Hi, Jan.  We haven't talked in quite a while, 27 years I think.

What you're arguing has its counterpart in physics.  We could with
Hamilton postulate an independent notion of momentum, as half the basis
of Hamiltonian mechanics, position constituting the other half.  But we
could just as well deny the independent existence of momentum and instead
obtain it as the product of mass with velocity, and further obtain the
latter as the derivative of position with respect to time, the basis for
Lagrangian mechanics.  Both points of view are not only valid but useful.
Furthermore we know in great detail how to pass between them.

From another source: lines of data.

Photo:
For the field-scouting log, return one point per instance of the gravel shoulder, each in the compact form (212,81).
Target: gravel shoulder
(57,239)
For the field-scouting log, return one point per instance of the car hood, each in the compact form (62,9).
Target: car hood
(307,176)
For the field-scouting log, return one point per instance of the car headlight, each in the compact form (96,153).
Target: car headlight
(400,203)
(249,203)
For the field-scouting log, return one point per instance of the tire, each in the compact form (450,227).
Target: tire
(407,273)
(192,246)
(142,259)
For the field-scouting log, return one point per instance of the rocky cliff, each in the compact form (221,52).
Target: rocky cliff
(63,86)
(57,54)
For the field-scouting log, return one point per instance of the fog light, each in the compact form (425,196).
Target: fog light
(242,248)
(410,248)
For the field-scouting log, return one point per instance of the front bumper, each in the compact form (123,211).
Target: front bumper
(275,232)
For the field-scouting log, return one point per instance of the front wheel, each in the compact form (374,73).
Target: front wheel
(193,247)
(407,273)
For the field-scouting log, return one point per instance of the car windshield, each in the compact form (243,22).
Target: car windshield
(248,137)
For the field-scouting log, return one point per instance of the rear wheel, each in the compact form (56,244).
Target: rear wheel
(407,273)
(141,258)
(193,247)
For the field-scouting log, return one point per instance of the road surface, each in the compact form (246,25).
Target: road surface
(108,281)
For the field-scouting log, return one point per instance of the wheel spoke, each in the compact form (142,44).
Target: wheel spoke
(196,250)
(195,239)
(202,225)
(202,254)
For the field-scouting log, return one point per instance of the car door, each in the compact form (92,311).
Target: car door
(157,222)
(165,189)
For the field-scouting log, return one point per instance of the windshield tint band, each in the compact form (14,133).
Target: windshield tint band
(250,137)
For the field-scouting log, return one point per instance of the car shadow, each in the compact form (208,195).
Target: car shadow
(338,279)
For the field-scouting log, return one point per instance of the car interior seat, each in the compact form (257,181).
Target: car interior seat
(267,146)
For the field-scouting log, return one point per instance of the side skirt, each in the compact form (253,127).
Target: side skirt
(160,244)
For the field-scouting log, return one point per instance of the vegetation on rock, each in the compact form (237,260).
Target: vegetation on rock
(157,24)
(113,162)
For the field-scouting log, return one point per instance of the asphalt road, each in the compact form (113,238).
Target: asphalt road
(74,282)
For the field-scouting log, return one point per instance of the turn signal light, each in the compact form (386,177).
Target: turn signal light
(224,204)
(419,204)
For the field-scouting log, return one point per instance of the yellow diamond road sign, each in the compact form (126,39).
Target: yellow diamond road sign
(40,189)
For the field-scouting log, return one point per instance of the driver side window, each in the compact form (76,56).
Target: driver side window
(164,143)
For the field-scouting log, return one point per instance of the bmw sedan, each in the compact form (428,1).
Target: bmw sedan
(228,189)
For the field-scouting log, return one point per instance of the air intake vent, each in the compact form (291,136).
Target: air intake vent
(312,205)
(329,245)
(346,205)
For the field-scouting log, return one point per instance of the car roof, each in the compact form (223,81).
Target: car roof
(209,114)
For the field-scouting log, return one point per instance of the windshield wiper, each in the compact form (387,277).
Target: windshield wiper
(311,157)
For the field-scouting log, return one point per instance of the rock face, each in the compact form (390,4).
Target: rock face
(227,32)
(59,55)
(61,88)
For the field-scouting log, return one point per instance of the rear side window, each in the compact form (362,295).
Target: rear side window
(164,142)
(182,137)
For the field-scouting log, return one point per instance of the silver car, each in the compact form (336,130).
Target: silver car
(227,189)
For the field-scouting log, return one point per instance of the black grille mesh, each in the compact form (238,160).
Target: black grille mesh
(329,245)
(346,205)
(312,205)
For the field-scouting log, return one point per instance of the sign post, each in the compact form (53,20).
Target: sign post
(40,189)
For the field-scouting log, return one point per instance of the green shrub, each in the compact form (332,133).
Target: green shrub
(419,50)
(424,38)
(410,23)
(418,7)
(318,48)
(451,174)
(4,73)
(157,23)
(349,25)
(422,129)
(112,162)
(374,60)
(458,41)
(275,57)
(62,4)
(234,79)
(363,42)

By the same token we can, according to a popular thesis, reduce all
thought to the mechanics of the thinker.  But it is sometimes useful
to postulate a "domain of thought" and make a connection between the
process of thinking and its referent.

The model theory of first-order reasoning can be understood as
characterizing the connection between first-order formulas and relational
structures in remarkable detail.  Equations and algebras enjoy a similar
connection.  Each side of model theory, the formal and the platonic,
can be understood as having an independent existence, yet with each
perfectly mirroring the other.  Which side of the mirror is real is not
as cut-and-dried with the mirror that reflects logic and mathematics in
each other as with the mirror on the wall.

>The main meaning of "abstract" which I know is "admits many interpretations".

That's the meaning of "ambiguous."  Identifying the abstract with the
ambiguous does both a great injustice.  Any actor whose depiction of
the death of Macbeth is open to interpretation invites chuckles from
the audience.  When done properly there is only one interpretation,
that Macbeth is now dead (and the actor presumably still alive).

My sense is that you are reluctant to pass from "the actor depicts the
death of Macbeth" to "Macbeth dies."  But like the passage from Lagrangian
to Hamiltonian mechanics, this too can be a useful passage.